THE public service and administration department’s campaign to educate the public about their service rights was widely welcomed by nongovernmental organisations (NGOs) and researchers, but organisations that joined in service delivery protests said it would not make a difference.

Public Service and Administration Minister Geraldine Fraser-Moleketi launched the campaign in Johannesburg yesterday.

The department has produced a handbook to inform the public about the services they are entitled to, and who to contact if they are not receiving the services. The campaign is to include road shows and radio mini-dramas. The department plans to use community development workers, NGOs and community-based organisation to create awareness about the right to services

Patricia Martins, spokeswoman for children’s rights advocacy group the Alliance for Children’s Entitlement to Social Security (Acess), said any public awareness could be useful. “The critical thing is how the information is delivered. It should be accessible, well distributed and written in a language that people understand,” she said.

The campaign would be useful as Acess had found that many people, especially the poor, did not know what government services they were entitled to, she said.

Kevin Allen, MD of web-based data and intelligence service Municipal IQ, said any attempt to improve access to information should be welcomed. “Making government systems easier to understand is important because a lot of our people are not clear about how to access services such as grants and IDs. It could have a significant impact.”

Allen said the initiative was only part of a solution and did not mean that service delivery would improve. “It does not need to be confused with the need to provide services to everyone.”

But Mnikelo Ndabankulu a spokesman for Abahlali Basemjondolo, a Durban shack- dwellers’ movement, was less optimistic. He said that the campaign would not make a difference as many people were aware of their rights and were already exercising them.

“It could only work if councillors and mayors prioritised people’s needs instead of 2010 projects. Our leaders have forgotten about the need to build houses and are concentrating on building stadiums,” Ndabankulu said.
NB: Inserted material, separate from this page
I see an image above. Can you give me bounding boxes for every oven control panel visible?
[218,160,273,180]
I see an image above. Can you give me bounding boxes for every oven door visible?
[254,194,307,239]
The public would continue exercising their right to protests when officials ignored their grievances, he said.

Moleketi said the campaign was not a response to delivery protests that took place countrywide last year. She said it was part of a campaign that started in 1998 with the adoption of the white paper titled Batho Pele.

“It is part of that ongoing process that will also deal with the problems facing those communities (where protests took place),” said Fraser-Moleketi.

Meanwhile, residents of Emfuleni municipality in Gauteng and Klaarwater in Durban staged protests against poor service delivery yesterday.